The 885-bed private dormitory, which is being constructed by Michigan-based Shamrock Acquisitions, will go up near the campus of the University of California, Merced, which opened in 2005 and remains the U.C. system’s newest university. Shamrock will use the proceeds to refinance outstanding development debt and to pay for construction and other site work, according to a Mosaic spokesman.
Merced Station, as the project is known, will rise at 2980 East Yosemite Avenue in the San Joaquin Valley town in Central California, about 75 miles east of San Jose. The building site is about equidistant between the UC Merced campus and downtown Merced, a city of about 80,000 that’s also an important center for almond and dairy farming.
Scott Meredith of George Smith Partners arranged the mortgage loan on behalf of Shamrock.
The sprawling Merced Station will include 15 residential buildings on a 17-acre site that will also provide common spaces and some retail tenants. Students will live in a mix of two-, three- and four-bedroom units. And, as has become de rigueur for new-construction private student housing, the development will also feature its fair share of resort-like amenities, such as a swimming pool and a spa.
Along with U.C. Davis and U.C. Riverside, U.C. Merced is one of only a few of the nine other U.C.-system schools not located in one of California’s densely populated coastal regions. Planning for the Merced campus began in 1985, and it has proved a popular draw for its primarily California-native student body, which has quadrupled to 8,500 students since 2005.

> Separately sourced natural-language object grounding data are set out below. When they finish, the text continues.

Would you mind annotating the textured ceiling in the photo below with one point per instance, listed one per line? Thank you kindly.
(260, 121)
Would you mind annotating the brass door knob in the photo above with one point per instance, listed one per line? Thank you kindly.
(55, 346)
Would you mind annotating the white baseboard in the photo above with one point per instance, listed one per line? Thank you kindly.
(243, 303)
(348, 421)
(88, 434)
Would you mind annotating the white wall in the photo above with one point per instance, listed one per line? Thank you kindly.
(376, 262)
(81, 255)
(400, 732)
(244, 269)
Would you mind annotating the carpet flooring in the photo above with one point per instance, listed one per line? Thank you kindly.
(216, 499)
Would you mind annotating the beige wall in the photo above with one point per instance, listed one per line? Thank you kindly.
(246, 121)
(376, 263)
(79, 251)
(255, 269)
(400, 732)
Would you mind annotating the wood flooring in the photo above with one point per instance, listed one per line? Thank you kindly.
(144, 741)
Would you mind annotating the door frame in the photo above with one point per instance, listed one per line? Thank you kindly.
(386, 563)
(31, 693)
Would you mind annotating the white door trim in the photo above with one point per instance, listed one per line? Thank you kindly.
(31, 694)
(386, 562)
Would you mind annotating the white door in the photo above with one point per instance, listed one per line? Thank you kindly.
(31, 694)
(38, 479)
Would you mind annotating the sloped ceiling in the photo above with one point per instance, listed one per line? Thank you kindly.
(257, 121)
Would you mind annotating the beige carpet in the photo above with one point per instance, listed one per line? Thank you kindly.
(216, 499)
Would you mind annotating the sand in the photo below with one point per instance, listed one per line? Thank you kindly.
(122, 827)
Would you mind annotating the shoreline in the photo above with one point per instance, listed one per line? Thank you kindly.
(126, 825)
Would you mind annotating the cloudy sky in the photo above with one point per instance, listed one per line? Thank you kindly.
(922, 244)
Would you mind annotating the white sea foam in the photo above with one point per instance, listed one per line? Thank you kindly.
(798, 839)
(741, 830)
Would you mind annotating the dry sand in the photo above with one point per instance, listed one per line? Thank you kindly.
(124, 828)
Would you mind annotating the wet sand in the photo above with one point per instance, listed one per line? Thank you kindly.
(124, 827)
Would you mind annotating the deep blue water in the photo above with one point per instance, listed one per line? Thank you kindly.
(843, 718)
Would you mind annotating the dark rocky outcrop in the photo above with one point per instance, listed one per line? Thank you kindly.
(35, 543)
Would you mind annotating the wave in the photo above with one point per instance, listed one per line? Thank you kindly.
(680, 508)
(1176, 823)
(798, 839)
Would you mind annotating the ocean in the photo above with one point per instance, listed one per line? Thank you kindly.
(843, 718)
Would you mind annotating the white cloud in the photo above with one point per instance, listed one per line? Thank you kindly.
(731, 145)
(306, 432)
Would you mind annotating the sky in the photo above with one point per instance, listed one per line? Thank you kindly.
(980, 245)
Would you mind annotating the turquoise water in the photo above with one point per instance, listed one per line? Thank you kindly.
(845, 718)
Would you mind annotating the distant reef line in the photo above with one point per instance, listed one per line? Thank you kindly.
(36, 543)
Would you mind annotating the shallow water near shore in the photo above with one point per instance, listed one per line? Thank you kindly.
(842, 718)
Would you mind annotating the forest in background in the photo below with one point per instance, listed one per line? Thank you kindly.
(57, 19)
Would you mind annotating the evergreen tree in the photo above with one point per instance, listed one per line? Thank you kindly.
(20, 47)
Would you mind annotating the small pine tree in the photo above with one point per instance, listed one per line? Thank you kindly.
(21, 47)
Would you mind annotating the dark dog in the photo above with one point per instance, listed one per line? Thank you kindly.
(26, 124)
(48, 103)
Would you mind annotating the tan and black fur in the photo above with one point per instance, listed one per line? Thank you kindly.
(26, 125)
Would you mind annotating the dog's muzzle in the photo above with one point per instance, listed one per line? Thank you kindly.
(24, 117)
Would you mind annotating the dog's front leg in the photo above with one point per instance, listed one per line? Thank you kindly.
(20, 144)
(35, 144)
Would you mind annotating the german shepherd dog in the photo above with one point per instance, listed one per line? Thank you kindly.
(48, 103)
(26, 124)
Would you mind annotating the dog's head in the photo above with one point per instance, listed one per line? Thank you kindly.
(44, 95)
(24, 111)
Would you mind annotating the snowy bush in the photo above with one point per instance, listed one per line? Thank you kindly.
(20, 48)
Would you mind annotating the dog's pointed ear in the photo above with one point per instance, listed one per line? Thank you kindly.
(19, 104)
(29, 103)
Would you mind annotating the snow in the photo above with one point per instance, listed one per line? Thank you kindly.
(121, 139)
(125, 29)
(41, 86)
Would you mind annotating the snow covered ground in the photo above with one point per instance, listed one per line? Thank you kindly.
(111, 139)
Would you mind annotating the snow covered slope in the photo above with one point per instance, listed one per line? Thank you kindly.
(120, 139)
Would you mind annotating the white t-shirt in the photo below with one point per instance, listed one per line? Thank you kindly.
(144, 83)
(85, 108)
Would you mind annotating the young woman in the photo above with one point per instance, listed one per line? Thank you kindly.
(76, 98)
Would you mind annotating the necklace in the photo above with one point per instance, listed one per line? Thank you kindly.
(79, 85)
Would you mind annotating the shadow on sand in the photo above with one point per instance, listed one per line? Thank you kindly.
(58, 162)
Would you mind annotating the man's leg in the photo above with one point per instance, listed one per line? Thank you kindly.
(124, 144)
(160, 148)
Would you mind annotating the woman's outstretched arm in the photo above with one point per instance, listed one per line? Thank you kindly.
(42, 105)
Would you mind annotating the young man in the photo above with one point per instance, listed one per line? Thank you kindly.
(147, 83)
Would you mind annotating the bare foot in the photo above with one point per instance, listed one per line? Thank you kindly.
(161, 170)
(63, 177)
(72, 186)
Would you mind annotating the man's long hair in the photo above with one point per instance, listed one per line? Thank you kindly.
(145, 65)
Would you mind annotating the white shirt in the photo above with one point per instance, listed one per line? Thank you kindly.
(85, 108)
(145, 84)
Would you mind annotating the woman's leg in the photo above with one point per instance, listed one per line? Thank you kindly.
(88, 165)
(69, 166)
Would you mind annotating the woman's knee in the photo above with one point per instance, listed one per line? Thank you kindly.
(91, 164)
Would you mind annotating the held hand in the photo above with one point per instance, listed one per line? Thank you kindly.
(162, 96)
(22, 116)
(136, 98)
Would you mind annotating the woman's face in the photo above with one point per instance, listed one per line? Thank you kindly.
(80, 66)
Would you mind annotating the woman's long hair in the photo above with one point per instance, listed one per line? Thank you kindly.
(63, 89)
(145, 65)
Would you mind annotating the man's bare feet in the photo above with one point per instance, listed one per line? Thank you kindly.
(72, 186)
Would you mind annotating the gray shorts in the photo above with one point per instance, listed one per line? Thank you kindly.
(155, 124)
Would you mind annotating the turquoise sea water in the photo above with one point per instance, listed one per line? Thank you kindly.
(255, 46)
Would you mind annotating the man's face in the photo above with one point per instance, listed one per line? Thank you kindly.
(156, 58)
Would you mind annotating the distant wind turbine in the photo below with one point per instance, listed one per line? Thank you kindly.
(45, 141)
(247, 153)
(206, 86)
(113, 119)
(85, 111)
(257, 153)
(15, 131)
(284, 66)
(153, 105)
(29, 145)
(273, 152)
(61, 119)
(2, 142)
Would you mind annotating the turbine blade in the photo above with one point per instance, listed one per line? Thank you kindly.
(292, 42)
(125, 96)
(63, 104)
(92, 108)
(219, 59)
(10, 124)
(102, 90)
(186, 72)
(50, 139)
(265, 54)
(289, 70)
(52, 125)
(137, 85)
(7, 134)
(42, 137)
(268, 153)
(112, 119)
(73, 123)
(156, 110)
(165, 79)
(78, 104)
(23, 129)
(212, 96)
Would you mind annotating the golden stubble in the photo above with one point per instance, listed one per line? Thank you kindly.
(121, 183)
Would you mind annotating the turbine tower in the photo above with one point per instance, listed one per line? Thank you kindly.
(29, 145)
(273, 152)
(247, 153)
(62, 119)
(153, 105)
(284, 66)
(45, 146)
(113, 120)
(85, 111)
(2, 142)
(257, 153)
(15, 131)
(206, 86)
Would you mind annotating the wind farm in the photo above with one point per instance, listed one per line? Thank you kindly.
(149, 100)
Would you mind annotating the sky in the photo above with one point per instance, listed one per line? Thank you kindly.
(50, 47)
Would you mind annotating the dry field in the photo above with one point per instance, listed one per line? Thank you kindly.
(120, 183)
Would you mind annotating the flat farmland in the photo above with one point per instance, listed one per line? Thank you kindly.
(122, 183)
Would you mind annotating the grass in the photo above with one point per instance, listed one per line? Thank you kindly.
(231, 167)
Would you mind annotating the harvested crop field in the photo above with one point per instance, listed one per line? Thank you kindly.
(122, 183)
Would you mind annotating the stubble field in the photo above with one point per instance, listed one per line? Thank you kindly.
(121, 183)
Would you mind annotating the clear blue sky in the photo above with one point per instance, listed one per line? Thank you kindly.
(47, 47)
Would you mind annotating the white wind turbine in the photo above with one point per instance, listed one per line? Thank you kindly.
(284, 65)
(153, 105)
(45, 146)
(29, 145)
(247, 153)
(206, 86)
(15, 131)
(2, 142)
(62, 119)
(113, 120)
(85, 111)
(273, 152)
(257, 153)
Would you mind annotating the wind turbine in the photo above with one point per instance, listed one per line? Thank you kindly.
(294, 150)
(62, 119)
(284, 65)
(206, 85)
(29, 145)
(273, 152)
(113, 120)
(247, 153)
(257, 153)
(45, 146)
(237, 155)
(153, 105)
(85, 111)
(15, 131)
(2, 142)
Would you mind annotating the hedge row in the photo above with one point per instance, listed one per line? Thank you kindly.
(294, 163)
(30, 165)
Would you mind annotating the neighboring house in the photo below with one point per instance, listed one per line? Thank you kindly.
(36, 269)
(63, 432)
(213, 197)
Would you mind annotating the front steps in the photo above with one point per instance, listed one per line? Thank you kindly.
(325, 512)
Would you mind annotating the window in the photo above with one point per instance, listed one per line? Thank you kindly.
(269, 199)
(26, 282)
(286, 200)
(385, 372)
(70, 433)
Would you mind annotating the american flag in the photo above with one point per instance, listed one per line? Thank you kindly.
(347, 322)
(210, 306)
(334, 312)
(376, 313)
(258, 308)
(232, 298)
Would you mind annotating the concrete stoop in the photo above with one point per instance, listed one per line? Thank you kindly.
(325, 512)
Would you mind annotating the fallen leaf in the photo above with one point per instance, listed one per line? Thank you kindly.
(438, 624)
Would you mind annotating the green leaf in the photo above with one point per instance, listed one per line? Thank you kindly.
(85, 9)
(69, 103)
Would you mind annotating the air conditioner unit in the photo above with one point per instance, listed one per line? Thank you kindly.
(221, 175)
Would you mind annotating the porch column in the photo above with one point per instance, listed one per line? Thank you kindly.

The university expects that figure to grow to 10,000 by the end of next year, and has planned a $1.3 billion campus expansion that will double the size of its facilities. Meanwhile, construction of Merced Station is set to be finished in time for the beginning of the 2021-2022 school year.
Drawn to the sector by growing student populations, developers have joined the race to build private dorms from coast to coast, but their efforts have not always landed on solid footing. Commercial mortgage-backed securities (CMBS) lending — which offers easily tracked data — tells the story well. More than 15 percent of the $1.53 billion in CMBS student-housing debt issued over the last 10 years is currently delinquent, a rate six times higher than for the overall CMBS market.
The tactic of wooing students with a slew of la-di-da amenities — which elsewhere include features such as tanning beds and video game rooms — has contributed to the sector’s instability, according to Manus Clancy, an executive at Trepp.
“Somewhere along the line, the notion of the starving student disappeared,” Clancy told Commercial Observer in September. “Now [developers are chasing] the student that has everything and who wants the apartment that has everything. That doesn’t seem quite as steady.”
Representatives for Mosaic and Shamrock didn’t immediately respond to inquiries.